Thursday, November 25, 2010

Celebration of the Second Anniversary of Looking Toward Portugal

Today marks the second anniversary of Looking Toward Portugal, a collection of occasional postings begun on a whim on a quiet evening in Gainesville, Florida where we were spending the Thanksgiving holiday. A few days letter I posted a few reminiscences of a trip to Marjorie Kinnan Rawling’s nearby farm and citrus grove in Cross Creek. Since then these postings have run the gamut from descriptions of other road trips past and present, reflections on foods both domestic and exotic, remembrances of distant childhood years and friends and family now gone, and musings on favorite writers and poets and the places they lived and wrote about. I have enjoyed writing and sharing them with all of you, and I have been gratified by the reception they have found from a wide and sometime unexpected audience. I look forward to sharing more of these random thoughts in the future. Thank you for tuning in. I hope you will continue to do so.

Monday, November 22, 2010

A Fading Memory of Camelot

This morning I came across an interesting column by Walter Shapiro, and his lead sentence grabbed me. “The answer - even though I have not been asked the question in perhaps 15 years - is high school chemistry class.” He is referring to the question so many of my generation and older have been asked over the years. Where were you when you heard the news that President John F. Kennedy had been shot in Dallas that fateful day 47 years ago?

I can no longer remember when I was last asked this question, but my answer was immediate and always the same. I was sitting in Mr. Ballard’s math class at David Millard Junior High School, in Asheville, North Carolina. The rumors and guessing began almost immediately. Was the story true? Had the President been wounded? Was he dead? We could not believe that the reports we were hearing were true. Soon enough we learned that they were. I was sitting in art class when the teacher left the room for a minute or two only to return with tears in her eyes. She did not have to tell us anything more. All of this was difficult for a 12 year old boy to fathom. What happens now? We were told to go home and be with our families.

Being in school when the news broke, I did not see Walter Cronkite sitting before the television camera that afternoon, taking his glasses on and off as he reported the events in Dallas that culminated in his choked up announcement that the young President was dead. It was a long, quiet walk to the downtown bus terminal on Pack Square.
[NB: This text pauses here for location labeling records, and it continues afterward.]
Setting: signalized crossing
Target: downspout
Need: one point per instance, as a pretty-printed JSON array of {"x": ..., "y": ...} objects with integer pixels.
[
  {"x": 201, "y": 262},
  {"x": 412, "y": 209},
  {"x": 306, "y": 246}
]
The streets and sidewalks were eerily vacant as the autumn leaves rustled in the breeze. When I arrived home I found my mother sitting before the televison set as Cronkite continued to describe what had happened. Dad eventually came home from work and for the next three days we watched as the United States and the world came to terms with the gravity of what had occurred in Dallas. Shapiro is correct when he says that the “memories of that terrible weekend are an inescapable part of who I am today.” They are impossible memories to erase.

The following spring I traveled with my class to the New York World’s Fair and on the way home to North Carolina we stopped for a two-day visit to Washington, DC. We visited all the monuments, but it was the trip across the Potomac River to Arlington Cemetery that remains clearest in my memory. There we filed pass Kennedy’s grave on a quiet hillside below the Custis-Lee Mansion. From there we had a panoramic view of city. The grave was not the massive marble plaza it is today. Then it was a simple mound of evergreen branches surrounding the Eternal Flame ignited the day he was buried and a lone bugler chirped a broken note during the playing of Taps. Just a few days ago I drove across Memorial Bridge, the one the funeral cortege used that day. The flame still flickers over the city at night.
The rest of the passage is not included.